WinFrame also pours fuel onto the NT-versus-Unix debate. John Montgomery, who edits this column, neatly frames the issue this way: "NT gets you from zero to 60 more easily than Unix, but you need Unix to get from 60 to 100." I agree. And now that I've experienced the power of Citrix's Unix-like extensions, I'll never want to settle for vanilla NT.
TOOLWATCH
Microsoft Paint (included with Windows 95)
Microsoft Corp.: http://www.microsoft.com/
Not until I hit the road with a Windows 3.1 notebook and then needed to tweak some icons for the site did I realize how dependent I've become on the handy new bit-map-editing features of the Windows 95 version of Paint. Now if only it would read and write GIFs...
BOOKNOTE
Building Internet Firewalls, by D. Brent Chapman and Elizabeth Zwicky
O'Reilly and Associates, 1995 ISBN: 1-56592-124-0 Price $29.95 (http://www.ora.com/)
Perimeter networks, dual-homed bastion hosts, proxies, and screening routers all loom on my horizon.

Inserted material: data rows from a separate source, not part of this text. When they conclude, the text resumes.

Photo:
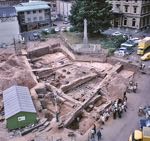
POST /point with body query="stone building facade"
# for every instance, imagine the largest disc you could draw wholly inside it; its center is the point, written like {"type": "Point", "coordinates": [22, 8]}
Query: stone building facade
{"type": "Point", "coordinates": [133, 14]}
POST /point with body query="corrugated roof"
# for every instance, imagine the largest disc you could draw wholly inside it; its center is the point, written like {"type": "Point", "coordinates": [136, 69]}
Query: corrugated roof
{"type": "Point", "coordinates": [17, 99]}
{"type": "Point", "coordinates": [32, 5]}
{"type": "Point", "coordinates": [7, 12]}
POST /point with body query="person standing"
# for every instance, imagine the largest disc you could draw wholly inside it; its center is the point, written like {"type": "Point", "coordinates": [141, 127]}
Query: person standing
{"type": "Point", "coordinates": [94, 128]}
{"type": "Point", "coordinates": [99, 135]}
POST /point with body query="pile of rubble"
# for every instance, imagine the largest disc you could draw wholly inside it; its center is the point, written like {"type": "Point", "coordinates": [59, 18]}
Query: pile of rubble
{"type": "Point", "coordinates": [14, 71]}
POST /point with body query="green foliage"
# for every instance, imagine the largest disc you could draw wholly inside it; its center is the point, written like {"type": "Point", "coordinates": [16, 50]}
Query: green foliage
{"type": "Point", "coordinates": [53, 31]}
{"type": "Point", "coordinates": [112, 43]}
{"type": "Point", "coordinates": [118, 40]}
{"type": "Point", "coordinates": [72, 29]}
{"type": "Point", "coordinates": [97, 12]}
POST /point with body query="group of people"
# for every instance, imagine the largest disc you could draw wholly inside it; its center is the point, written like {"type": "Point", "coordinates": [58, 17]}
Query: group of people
{"type": "Point", "coordinates": [119, 106]}
{"type": "Point", "coordinates": [95, 133]}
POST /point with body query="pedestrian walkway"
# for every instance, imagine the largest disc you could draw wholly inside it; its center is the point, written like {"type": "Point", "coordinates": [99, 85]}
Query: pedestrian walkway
{"type": "Point", "coordinates": [132, 32]}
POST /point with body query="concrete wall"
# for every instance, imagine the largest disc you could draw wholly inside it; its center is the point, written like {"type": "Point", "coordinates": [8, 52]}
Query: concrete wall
{"type": "Point", "coordinates": [27, 118]}
{"type": "Point", "coordinates": [9, 30]}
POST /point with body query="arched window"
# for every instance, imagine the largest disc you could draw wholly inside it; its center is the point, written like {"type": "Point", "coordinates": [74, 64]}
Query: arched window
{"type": "Point", "coordinates": [133, 21]}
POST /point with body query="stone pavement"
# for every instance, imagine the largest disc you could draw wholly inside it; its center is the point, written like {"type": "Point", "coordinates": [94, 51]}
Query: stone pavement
{"type": "Point", "coordinates": [120, 129]}
{"type": "Point", "coordinates": [133, 32]}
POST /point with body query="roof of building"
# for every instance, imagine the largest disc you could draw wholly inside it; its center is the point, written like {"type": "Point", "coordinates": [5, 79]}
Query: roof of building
{"type": "Point", "coordinates": [17, 99]}
{"type": "Point", "coordinates": [7, 12]}
{"type": "Point", "coordinates": [32, 5]}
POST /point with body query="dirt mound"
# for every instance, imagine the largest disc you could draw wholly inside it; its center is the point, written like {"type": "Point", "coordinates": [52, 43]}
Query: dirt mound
{"type": "Point", "coordinates": [13, 71]}
{"type": "Point", "coordinates": [116, 87]}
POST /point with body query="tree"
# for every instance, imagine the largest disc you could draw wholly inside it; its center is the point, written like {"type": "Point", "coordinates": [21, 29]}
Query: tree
{"type": "Point", "coordinates": [97, 12]}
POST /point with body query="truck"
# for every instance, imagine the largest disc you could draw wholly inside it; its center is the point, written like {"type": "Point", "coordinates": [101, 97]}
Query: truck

Fortunately, Chapman and Zwicky, who have been there and done that, have written the practical handbook I've been waiting for. This book will become another well-thumbed O'Reilly classic.
On an AppleTalk network (left), WebStar's administrative application can talk to the WebStar server locally, or across the network using Apple Events.
On the Internet (right), you can use any Web browser to talk via HTTP to Remote Admin, a CGI application that in turn speaks via Apple Events to the WebStar server.
Here's my home Windows 95 machine displaying the console of one of The BYTE Site's development servers: an Intergraph TD-4 running Citrix Systems' WinFrame (a Windows NT extension) and O'Reilly and Associates' WebSite. Finally there's a way to manage an NT system from afar.